On May 18, the authoritative Russian newspaper Kommersant published an unexpected appeal on behalf of ethnic Russians living in Siberia’s Republic of Tuva. Rossiyane, a union of Russian-speaking citizens in the republic, complained to President Vladimir Putin that ethnic Russians in the republic are victims of discrimination. The appeal’s signatories, including Zinaida Dekhtyar, a former deputy in the regional parliament and a school teacher, said that residents of Tuva learn Russian as a foreign language in schools, and the proportion of ethnic Russians in the regional government has dropped “catastrophically.” According to Dekhtyar, a significant portion of the republican population does not speak Russian at all. “Look at our famous wrestlers. They give interviews for the national TV channels in the Tuvan language which are translated then into Russian,” the Russian activist said. Out of Tuva’s 17 district heads, only one is an ethnic Russian, while out of the 37 members of the regional government, only three are ethnic Russians. The habit of speaking Russian is fading away even in government offices, the activists lamented. The organization of ethnic Russians in Tuva was especially discontented with the appointment of “the creator and the activist of the nationalist separatist ‘People’s Front’ [Khostug Tuva], Kaadyr-oola Bicheldei,” as deputy head of the regional government in December 2015. The activists blamed the outflow of ethnic Russians from the region in the 1990s on Bicheldei. The appeal’s signatories asked Putin to intervene and provide equal rights for all residents of Tuva regardless of ethnicity (Kommersant, May 18).
Tuva is a sparsely populated autonomous republic in southern Siberia. The republic, which is about 170,000 square kilometers—about the same as Wisconsin or Florida—borders northwestern Mongolia and has a little more than 300,000 people. Tuva is quite isolated not only from the rest of the world but also from the rest of Russia, with which it does not even have a rail link. Due to its remoteness from the rest of Russia and its proximity to Mongolia, Tuva has retained its nomadic culture like no other territory in the Russian Federation. Much of the Tuvan economy is self-sustainable and does not depend on Russia, so the republic has acted quite independent of Moscow’s policies. Another reason for Tuva’s high level of political autonomy is that it officially became part of the Soviet Union only in 1944 and was influenced by Russia less than other territories that were part of Russia for a longer time. The Russian Empire established a protectorate over Tuva only at the start of the 20th century. Tuvan is a Turkic tongue with significant Mongolian language influences. Russian Defense Minister Sergei Shoigu is perhaps the most famous ethnic Tuvan in Russia today.

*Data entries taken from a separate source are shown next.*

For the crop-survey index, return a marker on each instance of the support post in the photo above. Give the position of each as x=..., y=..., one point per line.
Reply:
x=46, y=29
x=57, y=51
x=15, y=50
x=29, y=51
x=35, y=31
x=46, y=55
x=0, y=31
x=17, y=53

Ethnic Russians have become particularly vocal in Russia’s Volga regions—including, among others, Tatarstan and Bashkortostan—demanding language rights they claim were violated by the regional authorities. Tuva stayed out of the spotlight until recently. Ethnic Russians comprise only about 16 percent of the total population of Tuva, and almost all of them live in the capital, Kyzyl. The republic’s ethnic-Russian population peaked at the time of the 1959 census, when they comprised 40 percent of the population. Since then, the ethnic-Russian population in Tuva has consistently declined. In April, local Russian politicians established Rossiyane and started voicing the concerns of the local Russians (Kommersant, May 18).
Tuva’s deputy minister for education and science, Elena Khardikova, dismissed the Russian activists’ criticism. She said that while she valued Zinaida Dekhtyar as a teacher, she could not recall Dekhtyar ever having voiced concerns about ethnic Russians in Tuva. Khardikova also alleged that Rossiyane was not a serious group because it was made up only of a handful of individuals (Gov.tuva.ru, May 15).
However, the resentment of ethnic Russians in Tuva is not limited to Zinaida Dekhtyar and Rossiyane. An author writing under the pseudonym Kondrat Pchyolkin alleged that Tuvans had forced ethnic Russians out of the republic, ruining local industries. The new Tuvan national anthem, which was adopted in 2011, emphasizes “I am a Tuvan,” thus excluding ethnic Russians from the picture. More importantly, the proposed construction of a railway link from mainland Russia to Tuva is reportedly meeting stiff resistance in the republic. Many Tuvans think that Russia acquired Tuva illegally and should let it go (Risk-inform.ru, April 29, 2014).
Tuva has managed to retain a great degree of political autonomy without much fanfare. Even though Russian authorities appear moderately concerned about Tuva’s affairs, they have not launched a serious crackdown to establish greater control over the republic. Despite the ethnic-Russian activists’ complaints, on May 23, Putin signed a decree allowing the republic’s current governor, Sholban Kara-ool, to run for another term in September (Gazeta.ru, May 23). Tuvans have been “represented” in the Russian government by Sergei Shoigu, but when there is no one to represent them in the Russian government at such a high level, separatist tendencies might indeed prevail in the republic. Ironically, the Russian government would have a hard time controlling the territory because its infrastructure is so underdeveloped.